Sandra Ciesek, the director of the Institute of Medical Virology at University Hospital Frankfurt, stated on Dec 7 that early laboratory results showed boosters may not be a panacea against omicron. 

Blood taken from subjects who had received three jabs performed better against omicron than those which had not been boosted, but was nevertheless much reduced compared to delta.

"BioNtech three months after booster only 25 per cent neutralising versus 95 per cent with delta," she wrote in a tweet. "Up to 37 times the reduction in delta vs. omicron."

What has WHO said about the omicron variant?

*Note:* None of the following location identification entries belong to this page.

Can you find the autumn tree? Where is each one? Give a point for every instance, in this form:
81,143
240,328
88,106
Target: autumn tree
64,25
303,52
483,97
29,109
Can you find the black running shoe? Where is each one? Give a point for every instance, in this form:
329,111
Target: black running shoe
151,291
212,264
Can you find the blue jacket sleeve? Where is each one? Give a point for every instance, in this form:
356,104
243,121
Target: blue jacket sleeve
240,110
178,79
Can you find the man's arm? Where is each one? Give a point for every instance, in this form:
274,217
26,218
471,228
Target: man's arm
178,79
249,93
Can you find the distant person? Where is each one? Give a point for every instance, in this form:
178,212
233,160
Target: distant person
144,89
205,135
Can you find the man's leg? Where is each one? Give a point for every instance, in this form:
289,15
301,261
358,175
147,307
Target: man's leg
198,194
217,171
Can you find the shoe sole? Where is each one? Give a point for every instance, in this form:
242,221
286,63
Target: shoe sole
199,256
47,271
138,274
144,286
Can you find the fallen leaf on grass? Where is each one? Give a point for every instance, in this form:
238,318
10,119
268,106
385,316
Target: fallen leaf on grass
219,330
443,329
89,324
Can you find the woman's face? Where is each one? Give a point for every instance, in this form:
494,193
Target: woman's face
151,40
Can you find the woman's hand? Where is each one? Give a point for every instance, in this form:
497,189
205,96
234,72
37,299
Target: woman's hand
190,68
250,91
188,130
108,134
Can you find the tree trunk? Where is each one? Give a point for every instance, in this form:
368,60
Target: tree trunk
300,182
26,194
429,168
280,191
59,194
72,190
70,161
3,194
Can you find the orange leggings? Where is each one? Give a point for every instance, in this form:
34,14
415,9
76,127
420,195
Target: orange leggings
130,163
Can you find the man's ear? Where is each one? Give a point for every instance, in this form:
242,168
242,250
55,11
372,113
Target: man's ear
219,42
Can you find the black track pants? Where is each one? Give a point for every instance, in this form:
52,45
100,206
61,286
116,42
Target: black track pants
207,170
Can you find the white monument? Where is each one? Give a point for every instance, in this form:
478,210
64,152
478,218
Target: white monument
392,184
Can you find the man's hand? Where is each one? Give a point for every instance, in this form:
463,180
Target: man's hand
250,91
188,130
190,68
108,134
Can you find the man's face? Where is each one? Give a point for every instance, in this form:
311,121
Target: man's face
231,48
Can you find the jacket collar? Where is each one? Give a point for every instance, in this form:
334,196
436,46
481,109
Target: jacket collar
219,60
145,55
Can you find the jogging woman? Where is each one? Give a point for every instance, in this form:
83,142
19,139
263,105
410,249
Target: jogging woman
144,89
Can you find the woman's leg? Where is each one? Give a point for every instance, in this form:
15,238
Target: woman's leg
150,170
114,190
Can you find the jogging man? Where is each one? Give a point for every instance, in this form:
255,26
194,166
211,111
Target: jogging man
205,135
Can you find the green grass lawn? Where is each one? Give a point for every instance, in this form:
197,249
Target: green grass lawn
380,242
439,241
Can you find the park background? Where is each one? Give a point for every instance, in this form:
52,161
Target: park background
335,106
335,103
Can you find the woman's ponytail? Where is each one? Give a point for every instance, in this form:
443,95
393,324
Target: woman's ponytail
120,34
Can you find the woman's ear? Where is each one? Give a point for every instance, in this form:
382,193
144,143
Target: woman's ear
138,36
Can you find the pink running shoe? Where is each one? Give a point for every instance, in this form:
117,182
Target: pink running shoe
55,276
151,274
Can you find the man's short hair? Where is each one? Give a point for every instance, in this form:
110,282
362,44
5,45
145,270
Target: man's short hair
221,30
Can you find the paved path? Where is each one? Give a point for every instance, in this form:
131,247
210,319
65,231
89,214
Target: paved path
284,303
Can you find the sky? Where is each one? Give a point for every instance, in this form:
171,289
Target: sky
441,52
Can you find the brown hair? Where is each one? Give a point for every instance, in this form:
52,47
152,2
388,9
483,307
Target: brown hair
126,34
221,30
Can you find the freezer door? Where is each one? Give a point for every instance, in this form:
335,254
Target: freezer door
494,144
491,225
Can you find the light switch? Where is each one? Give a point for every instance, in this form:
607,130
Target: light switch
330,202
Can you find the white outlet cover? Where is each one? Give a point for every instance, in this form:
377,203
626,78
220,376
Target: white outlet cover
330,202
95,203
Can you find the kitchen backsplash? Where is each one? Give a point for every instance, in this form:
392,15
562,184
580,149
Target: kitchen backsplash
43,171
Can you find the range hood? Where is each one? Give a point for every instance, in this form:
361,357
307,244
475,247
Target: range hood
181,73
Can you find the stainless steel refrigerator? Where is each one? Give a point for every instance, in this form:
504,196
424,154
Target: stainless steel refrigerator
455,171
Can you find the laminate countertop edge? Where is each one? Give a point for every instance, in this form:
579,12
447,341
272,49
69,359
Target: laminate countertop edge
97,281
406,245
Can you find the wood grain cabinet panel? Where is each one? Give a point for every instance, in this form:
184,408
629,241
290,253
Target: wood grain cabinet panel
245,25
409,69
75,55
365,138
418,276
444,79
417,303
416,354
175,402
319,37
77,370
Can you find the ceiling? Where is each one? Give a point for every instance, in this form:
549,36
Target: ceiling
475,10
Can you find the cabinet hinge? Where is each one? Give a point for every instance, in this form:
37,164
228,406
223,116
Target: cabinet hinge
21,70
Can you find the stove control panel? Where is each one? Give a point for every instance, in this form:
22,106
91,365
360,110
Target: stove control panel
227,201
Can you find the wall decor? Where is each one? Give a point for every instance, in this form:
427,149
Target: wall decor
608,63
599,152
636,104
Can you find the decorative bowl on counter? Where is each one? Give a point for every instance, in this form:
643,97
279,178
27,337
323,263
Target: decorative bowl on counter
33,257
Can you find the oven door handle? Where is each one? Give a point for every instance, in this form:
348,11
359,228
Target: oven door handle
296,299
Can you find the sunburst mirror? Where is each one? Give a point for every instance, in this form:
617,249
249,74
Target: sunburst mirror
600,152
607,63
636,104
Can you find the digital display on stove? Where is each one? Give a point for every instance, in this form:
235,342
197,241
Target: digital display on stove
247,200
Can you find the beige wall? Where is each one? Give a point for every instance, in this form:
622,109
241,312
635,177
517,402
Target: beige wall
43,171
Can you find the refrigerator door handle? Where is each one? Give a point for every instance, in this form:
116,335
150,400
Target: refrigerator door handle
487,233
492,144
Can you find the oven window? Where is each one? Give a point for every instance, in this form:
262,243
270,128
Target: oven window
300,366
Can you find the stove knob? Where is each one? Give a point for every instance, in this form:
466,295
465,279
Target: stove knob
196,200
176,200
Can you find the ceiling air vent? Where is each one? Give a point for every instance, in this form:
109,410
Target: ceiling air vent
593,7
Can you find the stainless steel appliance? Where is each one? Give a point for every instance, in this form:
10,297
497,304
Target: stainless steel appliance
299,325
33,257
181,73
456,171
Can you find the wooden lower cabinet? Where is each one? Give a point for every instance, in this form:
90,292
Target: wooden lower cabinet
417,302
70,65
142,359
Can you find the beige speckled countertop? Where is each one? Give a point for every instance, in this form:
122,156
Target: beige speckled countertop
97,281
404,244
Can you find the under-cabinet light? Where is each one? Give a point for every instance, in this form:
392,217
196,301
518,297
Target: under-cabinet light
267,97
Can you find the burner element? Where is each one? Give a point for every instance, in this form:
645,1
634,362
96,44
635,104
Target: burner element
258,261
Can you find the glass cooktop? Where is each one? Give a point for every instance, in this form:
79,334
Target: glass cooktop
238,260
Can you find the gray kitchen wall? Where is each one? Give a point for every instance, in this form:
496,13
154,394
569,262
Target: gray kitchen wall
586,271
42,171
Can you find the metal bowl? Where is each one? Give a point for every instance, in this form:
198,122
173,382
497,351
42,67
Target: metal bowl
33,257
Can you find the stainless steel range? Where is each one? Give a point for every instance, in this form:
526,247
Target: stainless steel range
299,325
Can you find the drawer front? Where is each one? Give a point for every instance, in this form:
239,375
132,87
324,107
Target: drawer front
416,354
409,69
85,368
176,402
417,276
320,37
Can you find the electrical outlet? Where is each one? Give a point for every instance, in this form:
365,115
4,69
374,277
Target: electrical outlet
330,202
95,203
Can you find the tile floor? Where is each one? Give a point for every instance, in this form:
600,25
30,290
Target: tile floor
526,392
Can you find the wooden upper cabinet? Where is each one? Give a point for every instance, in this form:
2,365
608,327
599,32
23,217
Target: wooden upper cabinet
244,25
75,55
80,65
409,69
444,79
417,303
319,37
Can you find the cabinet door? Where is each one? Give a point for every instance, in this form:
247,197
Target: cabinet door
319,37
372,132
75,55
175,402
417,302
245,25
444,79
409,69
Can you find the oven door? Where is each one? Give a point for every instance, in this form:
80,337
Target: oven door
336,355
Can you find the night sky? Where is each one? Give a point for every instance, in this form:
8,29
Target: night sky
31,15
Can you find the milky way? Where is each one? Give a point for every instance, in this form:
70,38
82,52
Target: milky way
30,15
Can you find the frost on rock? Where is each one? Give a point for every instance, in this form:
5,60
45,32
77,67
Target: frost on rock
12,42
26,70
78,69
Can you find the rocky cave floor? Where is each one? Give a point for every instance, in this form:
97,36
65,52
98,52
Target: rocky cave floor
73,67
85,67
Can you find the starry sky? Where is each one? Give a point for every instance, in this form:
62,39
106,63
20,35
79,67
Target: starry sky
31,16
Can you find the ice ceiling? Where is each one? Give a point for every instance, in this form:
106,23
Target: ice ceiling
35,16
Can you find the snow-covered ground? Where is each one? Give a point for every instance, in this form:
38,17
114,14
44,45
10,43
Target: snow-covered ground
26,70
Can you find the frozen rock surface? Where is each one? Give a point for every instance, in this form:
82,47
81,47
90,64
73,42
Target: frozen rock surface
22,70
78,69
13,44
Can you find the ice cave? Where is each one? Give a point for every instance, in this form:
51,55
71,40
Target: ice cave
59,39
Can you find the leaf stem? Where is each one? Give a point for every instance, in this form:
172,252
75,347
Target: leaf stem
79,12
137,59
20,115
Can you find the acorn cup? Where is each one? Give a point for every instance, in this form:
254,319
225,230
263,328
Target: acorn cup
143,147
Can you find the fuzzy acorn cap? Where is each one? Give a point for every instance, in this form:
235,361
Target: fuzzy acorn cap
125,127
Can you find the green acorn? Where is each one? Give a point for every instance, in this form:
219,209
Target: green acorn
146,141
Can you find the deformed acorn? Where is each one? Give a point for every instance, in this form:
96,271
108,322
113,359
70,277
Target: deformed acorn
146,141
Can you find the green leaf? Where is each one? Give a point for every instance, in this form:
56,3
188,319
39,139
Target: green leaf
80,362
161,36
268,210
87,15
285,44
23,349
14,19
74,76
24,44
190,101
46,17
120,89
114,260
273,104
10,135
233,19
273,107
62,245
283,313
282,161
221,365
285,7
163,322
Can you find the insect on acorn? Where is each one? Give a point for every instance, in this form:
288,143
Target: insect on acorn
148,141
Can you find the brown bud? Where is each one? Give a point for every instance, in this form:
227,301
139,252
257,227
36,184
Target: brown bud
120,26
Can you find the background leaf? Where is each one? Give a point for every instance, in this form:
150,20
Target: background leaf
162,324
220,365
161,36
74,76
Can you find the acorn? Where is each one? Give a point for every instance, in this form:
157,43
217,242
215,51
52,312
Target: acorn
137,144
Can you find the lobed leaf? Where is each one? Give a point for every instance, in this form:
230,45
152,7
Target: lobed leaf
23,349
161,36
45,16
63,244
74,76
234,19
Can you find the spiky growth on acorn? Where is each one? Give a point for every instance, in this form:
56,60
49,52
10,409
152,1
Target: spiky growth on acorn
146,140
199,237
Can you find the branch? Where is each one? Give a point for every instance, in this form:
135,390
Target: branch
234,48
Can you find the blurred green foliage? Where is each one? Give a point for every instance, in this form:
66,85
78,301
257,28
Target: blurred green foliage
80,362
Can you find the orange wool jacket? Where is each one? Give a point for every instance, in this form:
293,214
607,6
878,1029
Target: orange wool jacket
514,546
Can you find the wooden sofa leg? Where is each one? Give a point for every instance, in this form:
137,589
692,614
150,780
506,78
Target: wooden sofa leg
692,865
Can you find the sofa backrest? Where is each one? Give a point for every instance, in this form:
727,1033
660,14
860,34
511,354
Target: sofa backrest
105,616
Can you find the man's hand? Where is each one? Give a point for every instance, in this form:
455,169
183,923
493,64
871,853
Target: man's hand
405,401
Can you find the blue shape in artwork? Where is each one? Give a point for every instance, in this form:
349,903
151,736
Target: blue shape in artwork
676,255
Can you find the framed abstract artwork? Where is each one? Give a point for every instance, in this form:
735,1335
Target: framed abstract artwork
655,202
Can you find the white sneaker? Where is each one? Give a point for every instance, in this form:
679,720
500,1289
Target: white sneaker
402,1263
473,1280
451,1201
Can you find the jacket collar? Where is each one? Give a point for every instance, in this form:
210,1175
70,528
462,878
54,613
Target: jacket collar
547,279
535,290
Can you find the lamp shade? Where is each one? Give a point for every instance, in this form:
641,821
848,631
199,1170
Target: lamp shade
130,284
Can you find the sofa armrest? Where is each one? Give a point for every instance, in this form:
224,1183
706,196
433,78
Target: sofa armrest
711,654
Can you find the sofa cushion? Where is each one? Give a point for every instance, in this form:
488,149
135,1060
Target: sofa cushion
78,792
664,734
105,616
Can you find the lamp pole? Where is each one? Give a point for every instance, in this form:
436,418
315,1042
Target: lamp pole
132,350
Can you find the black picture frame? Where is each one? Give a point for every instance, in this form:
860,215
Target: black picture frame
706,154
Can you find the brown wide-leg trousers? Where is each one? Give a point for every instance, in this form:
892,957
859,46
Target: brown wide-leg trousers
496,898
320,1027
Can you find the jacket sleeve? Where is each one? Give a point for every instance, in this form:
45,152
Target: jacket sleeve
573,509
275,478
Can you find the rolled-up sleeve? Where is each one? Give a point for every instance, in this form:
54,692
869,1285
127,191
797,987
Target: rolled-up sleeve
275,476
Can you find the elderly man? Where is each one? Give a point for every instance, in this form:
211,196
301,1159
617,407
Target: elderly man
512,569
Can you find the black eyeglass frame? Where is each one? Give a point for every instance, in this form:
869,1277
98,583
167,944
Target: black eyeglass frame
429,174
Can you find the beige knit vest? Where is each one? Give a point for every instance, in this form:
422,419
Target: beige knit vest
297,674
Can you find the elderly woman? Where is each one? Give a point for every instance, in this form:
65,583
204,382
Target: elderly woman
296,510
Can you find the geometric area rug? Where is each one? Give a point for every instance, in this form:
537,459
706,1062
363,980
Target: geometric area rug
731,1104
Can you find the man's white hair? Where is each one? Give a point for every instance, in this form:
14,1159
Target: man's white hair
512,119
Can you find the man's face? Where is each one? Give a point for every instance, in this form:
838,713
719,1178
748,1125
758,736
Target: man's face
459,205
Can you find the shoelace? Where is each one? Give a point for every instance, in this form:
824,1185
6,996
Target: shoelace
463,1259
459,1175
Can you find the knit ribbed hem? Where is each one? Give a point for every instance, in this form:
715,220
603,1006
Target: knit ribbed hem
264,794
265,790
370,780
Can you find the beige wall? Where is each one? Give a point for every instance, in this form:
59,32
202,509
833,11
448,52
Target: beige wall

The World Health Organization has said that omicron has been detected worldwide, stating that the highly mutated variant could have a "major impact" on the trajectory of the pandemic.

Dr Tedros, head of WHO, told a recent press briefing: "Certain features of omicron including its global spread and large number of mutations suggest it could have a major impact on the course of the pandemic. Exactly what that impact will be is still difficult to know, but we are now starting to see a consistent picture rapid increase in transmission."

He urged governments to urgently take action to curb Covid transmission in the face of omicron and the still dominant delta strain. 

"Even though we still need answers to some crucial questions, we are not defenceless against omicron or delta," he said. "The steps countries take today and in the coming days and weeks will determine how Omicron unfolds. If countries wait until their hospitals start to fill up, it’s too late. Don’t wait. Act now. 

"We’re running out of ways to say this but we will keep saying it. All of us. Every government and every individual must use all the tools we have right now."

Tracking Omicron variant

Dr Tedos also warned that travel bans are unlikely to be effective to halt omicron’s spread now the new variant has been widely identified.

It comes as Maria Van Kerkhove, WHO’s technical lead of the Covid response, suggested that the emergence of an omicron-type variant was "entirely predictable" – particularly in light of vast imbalances in the global vaccine rollout.

She said reducing transmission and increasing vaccinations is key to ending the pandemic.

Dr van Kerkhove told a briefing: "This is one of the scenarios that is completely predictable. The virus has been evolving since the beginning. We cannot only focus on vaccination coverage. 

"You hear us say it a lot: it is not in vaccines only. We need a comprehensive response to tackle this problem. And global problems need global solutions," she added. "We can only fight this virus in some countries, while others are fighting with their hands tied behind their back."

This article is kept updated with the latest advice.